We asked the candidates what they thought as we prepared a package of articles for this Sunday's Forum focusing on this week's landmark U.S. Supreme Court ruling, McDonald vs. Chicago, expanding gun owners' rights.
Not much, apparently.
Attorney General Jerry Brown, the Democratic nominee for governor, declined through a spokesman to comment on the ruling.
But in a little noticed action last year, Brown filed a friend of the court brief urging that the justices take up the case. Unlike many states, Brown's said in the brief, California has no state constitutional equivalent of the U.S. constitutional right to bear arms.
"Unless the protections of the Second Amendment extend to citizens living in the states as well as to those living in federal enclaves, California citizens could be deprived of the constitutional right to possess handguns in their homes," he wrote.
Brown urged that the court "should extend to the states" the concept that government "cannot deny citizens the right to possess handguns in their homes, but also provide guidance on the scope of the state's ability to reasonable regulate firearms."
Brown's decision against commenting on the decision was in keeping with his past, at least according to those who remember dealing with him when he was governor the first time.
"Jerry Brown was exceptionally cautious about the gun issue," said veteran Republican consultant Bill Saracino, who formerly oversaw the conservative Gun Owners of California. "He was never vocal on the gun issue."
Republican gubernatorial candidate Meg Whitman didn't exactly react to the high court decision, either.

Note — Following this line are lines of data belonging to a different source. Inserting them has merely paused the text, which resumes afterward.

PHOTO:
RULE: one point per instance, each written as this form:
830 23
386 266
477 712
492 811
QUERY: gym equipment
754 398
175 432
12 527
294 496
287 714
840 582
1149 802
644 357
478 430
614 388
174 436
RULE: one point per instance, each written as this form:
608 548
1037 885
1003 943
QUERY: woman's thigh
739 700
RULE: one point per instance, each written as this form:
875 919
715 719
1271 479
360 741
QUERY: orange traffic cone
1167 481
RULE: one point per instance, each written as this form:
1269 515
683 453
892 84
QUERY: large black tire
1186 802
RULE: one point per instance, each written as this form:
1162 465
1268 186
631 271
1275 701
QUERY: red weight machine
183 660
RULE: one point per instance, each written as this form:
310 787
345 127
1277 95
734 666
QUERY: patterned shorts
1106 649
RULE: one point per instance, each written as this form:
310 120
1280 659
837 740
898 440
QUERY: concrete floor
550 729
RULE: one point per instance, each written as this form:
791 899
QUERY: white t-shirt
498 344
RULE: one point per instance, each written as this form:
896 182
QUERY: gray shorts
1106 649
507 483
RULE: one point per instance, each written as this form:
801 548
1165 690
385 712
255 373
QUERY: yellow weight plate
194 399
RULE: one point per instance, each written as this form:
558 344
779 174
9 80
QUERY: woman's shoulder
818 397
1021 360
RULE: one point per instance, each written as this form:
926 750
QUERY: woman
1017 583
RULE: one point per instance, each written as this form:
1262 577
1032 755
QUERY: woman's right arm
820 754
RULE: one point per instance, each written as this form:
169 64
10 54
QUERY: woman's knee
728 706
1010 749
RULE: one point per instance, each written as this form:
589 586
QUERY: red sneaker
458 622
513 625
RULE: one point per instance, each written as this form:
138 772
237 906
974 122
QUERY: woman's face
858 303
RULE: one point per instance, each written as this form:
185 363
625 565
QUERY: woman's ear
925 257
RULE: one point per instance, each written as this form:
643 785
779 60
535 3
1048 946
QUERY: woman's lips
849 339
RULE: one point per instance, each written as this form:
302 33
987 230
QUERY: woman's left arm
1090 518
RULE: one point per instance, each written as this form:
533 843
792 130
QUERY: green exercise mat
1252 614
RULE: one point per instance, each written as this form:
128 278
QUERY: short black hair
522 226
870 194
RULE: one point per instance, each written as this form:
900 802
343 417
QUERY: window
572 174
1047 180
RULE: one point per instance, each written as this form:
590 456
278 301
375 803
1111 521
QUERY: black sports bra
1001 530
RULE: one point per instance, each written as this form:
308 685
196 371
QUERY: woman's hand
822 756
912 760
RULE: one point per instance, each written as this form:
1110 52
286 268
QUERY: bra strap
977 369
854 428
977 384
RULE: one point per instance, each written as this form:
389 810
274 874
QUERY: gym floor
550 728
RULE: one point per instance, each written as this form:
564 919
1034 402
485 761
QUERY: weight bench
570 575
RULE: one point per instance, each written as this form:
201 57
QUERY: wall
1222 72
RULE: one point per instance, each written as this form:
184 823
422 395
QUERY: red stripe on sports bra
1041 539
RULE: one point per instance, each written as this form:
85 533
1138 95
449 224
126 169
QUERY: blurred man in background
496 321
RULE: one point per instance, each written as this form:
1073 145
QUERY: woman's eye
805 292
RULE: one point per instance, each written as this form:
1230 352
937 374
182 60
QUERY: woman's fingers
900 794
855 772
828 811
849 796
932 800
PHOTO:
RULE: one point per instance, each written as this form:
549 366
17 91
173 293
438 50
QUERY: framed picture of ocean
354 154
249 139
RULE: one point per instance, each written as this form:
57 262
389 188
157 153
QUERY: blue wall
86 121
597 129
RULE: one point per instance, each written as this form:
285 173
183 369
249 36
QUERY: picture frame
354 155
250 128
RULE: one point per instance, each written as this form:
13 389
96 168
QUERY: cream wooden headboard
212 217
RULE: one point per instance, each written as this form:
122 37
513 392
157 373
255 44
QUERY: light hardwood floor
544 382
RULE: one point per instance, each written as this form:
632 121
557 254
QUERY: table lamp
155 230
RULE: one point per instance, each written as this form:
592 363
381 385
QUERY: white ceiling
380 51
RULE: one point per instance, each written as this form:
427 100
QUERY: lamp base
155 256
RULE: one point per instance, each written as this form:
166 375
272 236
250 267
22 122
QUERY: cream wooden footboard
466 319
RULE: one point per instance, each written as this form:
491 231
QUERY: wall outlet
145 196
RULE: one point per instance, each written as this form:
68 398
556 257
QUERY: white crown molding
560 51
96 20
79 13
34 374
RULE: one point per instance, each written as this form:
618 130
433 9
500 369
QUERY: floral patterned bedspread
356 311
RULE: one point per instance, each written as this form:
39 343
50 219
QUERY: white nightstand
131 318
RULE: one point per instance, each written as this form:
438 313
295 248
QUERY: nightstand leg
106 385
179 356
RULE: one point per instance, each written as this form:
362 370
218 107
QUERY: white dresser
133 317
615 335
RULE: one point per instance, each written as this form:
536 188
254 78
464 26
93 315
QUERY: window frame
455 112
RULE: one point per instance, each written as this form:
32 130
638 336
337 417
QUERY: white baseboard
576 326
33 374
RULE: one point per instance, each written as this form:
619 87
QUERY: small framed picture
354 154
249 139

Sarah Pompei, a spokeswoman for the candidate, said Whitman "has been entirely consistent in her support of the Second Amendment, and in her belief that there should be no new restrictions on the books."
San Francisco District Attorney Kamala Harris, the Democratic nominee for attorney general, offered a little more insight, saying the decision makes it "critical that California state and local government, law enforcement and the courts work diligently to preserve our gun laws in order to keep our communities safe."
"Getting illegal guns off our streets and protecting California's assault weapons ban have been among my highest priorities as District Attorney and will remain top priorities when I am Attorney General," Harris said in a statement.
Harris' Republican foe, Los Angeles District Attorney Steve Cooley, said through a spokesman that the decision was a "logical extension" of a ruling issued two years ago.
The decision, Cooley's statement said, "will hopefully reconcile the confusion created by thousands of districts passing their own customized laws controlling the lawful possession of firearms by law-abiding citizens."
Of course, the campaign is young. We at The Bee will catch up to them and make an effort to pin them down on this important issue.